Während einer Ballschule lernte der Hamburger Grundschullehrer und Fußballtrainer erstmals Übungen kennen, die zum Repertoire der Life Kinetik gehören. „Das hat mir gleich Spaß gemacht“, erinnert sich Müller. Aber erst bei einem Besuch in der Bücherhalle mit seinem Sohn bemerkte er, wie sehr die Übungen ihn fasziniert hatten. Müller griff zu einem Buch über das von dem Diplomsportlehrer Horst Lutz entwickelte Konzept. Nach der Lektüre ließ es ihn nicht mehr los. „Ich wusste, das will ich machen“, sagt er. 2013 absolvierte er die Ausbildung und kann sich jetzt zertifizierter Life-Kinetik-Trainer nennen. Die Idee, die dahinter steckt: Wir alle verfügen über ein ungenutztes Potenzial an Denkleistung, das wir durch das spezielle Training des Körpers, der Augen und der kognitiven Fähigkeiten aktivieren können.
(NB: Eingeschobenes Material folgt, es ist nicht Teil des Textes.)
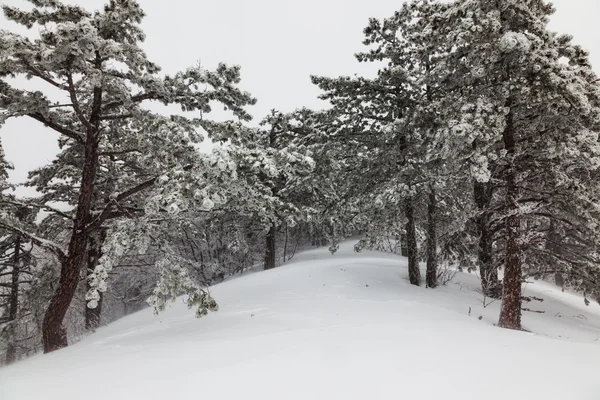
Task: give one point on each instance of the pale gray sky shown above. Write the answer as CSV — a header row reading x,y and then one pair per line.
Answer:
x,y
278,43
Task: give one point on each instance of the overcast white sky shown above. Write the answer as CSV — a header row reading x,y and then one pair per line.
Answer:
x,y
278,43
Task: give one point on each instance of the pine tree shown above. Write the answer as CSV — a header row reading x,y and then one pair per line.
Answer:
x,y
542,88
95,60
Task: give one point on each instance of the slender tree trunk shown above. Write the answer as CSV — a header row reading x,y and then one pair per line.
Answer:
x,y
270,248
403,247
285,243
92,315
54,334
13,307
510,313
432,260
489,273
414,274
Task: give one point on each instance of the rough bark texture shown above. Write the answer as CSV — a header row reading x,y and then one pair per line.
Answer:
x,y
403,248
54,335
510,312
270,248
432,260
414,274
13,307
489,273
92,315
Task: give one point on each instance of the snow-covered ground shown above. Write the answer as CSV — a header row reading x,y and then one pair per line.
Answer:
x,y
347,326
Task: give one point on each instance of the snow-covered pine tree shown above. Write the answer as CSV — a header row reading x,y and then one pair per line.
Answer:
x,y
95,61
546,95
394,125
274,161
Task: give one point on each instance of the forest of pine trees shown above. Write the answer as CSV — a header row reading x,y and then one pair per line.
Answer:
x,y
475,146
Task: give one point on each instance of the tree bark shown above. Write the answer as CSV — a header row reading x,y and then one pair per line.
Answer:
x,y
414,273
54,335
432,260
510,312
490,283
92,315
270,248
13,308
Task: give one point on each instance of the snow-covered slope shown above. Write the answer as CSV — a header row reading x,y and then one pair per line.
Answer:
x,y
347,326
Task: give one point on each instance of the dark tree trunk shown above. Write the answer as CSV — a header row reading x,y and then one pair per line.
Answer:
x,y
414,274
510,313
432,260
54,334
270,248
13,307
403,247
92,315
489,273
285,243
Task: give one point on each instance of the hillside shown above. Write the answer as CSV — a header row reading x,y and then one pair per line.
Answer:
x,y
347,326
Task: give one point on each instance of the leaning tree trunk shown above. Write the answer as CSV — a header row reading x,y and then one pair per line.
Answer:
x,y
414,274
54,334
432,260
13,307
510,313
270,247
92,315
490,283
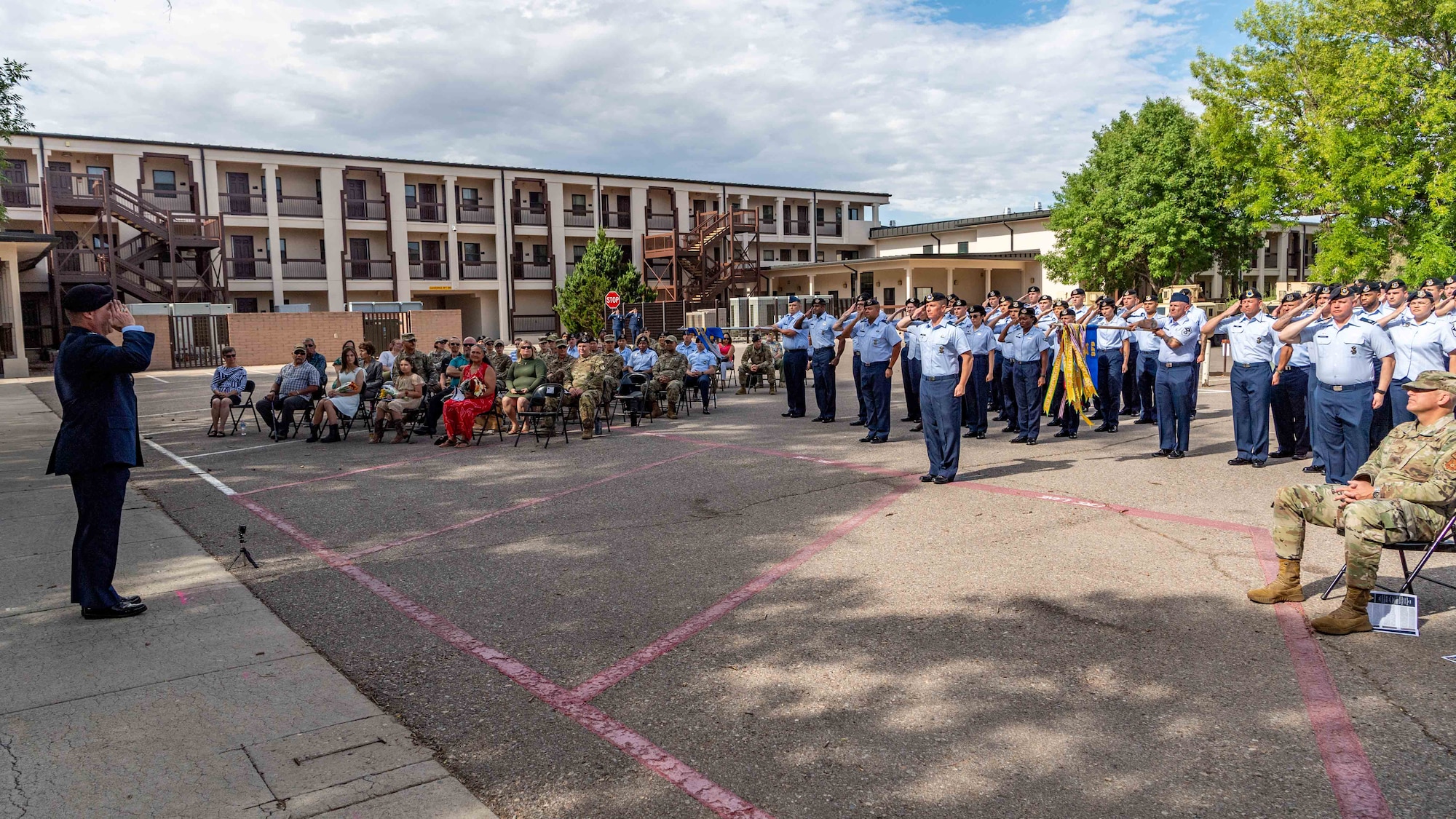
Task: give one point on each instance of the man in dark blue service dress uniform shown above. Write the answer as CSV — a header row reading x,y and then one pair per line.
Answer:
x,y
98,442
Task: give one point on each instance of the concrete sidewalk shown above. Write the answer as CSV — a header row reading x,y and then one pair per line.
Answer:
x,y
206,705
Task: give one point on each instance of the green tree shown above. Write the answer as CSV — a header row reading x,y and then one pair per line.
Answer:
x,y
582,299
1148,207
12,114
1346,110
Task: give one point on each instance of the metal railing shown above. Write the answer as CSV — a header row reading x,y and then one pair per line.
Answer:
x,y
21,194
475,213
247,269
478,270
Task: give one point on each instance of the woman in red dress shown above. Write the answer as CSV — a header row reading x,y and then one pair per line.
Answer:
x,y
475,395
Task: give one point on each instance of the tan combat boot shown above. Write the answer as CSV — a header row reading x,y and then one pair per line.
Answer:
x,y
1286,587
1349,618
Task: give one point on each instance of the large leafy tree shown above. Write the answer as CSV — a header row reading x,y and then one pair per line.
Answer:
x,y
1150,207
12,114
605,267
1346,110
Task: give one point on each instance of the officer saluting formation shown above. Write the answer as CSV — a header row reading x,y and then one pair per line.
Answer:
x,y
1253,341
1346,388
946,365
879,346
1406,491
98,442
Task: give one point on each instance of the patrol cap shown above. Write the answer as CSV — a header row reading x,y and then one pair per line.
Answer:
x,y
87,298
1433,379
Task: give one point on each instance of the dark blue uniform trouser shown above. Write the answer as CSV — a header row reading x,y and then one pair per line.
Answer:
x,y
876,388
100,496
1250,385
1132,404
911,372
1147,384
860,389
1291,420
1110,384
796,366
941,414
978,389
1029,395
1174,400
825,381
1345,427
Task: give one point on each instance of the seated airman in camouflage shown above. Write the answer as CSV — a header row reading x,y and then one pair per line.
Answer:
x,y
1406,491
585,385
668,376
758,362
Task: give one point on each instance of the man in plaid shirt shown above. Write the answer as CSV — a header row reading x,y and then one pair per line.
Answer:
x,y
292,391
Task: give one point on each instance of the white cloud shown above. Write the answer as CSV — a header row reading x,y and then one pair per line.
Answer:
x,y
839,94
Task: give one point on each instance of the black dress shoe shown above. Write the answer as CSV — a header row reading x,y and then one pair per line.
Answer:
x,y
111,612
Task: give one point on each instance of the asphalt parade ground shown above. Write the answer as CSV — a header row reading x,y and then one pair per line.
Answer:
x,y
748,615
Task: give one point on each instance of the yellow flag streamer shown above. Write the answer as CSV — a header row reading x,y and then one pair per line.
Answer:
x,y
1072,369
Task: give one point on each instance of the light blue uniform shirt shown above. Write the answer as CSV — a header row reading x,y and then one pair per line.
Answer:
x,y
820,330
800,340
1026,346
1343,355
641,360
941,347
1422,347
1253,340
876,340
1187,333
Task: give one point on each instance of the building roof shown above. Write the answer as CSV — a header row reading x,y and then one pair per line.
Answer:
x,y
451,164
956,223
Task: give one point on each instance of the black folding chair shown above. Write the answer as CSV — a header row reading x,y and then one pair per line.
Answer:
x,y
1444,542
241,411
539,413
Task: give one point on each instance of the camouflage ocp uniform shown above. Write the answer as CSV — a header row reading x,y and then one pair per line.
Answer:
x,y
672,365
1416,471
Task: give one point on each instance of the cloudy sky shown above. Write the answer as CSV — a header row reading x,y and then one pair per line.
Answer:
x,y
957,108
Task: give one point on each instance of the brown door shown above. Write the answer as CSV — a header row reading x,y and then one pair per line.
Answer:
x,y
359,258
238,199
244,266
429,206
355,196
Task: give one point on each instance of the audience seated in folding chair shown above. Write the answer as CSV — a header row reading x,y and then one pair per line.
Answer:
x,y
228,391
522,379
401,395
292,392
472,395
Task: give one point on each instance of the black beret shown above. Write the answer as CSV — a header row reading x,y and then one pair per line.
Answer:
x,y
87,298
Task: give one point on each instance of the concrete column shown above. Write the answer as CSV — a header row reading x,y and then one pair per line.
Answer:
x,y
557,213
274,237
452,245
331,181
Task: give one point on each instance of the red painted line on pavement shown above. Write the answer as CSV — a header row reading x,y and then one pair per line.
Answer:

Merkfähigkeit, Stresseresistenz und Auffassungsgabe sollen sich verbessern

Plötzlich hebt Müller den Arm. Die Teilnehmer des Kurses, die sich seit etwa fünf Minuten hochkonzentriert mit der schnellen Mischung aus Apfel, Kirsche, Erdbeere und Banane befassen, kennen das Signal offensichtlich. Sie stöhnen auf. Denn nun sind die Karten neu gemischt. Jede Obstsorte rutscht in ihrer Bedeutung sozusagen einen Platz weiter. Müller lässt ihnen nicht viel Zeit zum Nachdenken. „Banane“, ruft er schon, während Bahnen auf der Acht gelaufen werden. Es stockt, da wird gegrübelt und ein wenig abgeguckt, weil der Apfel jetzt Erdbeere ist. Oder alles Banane?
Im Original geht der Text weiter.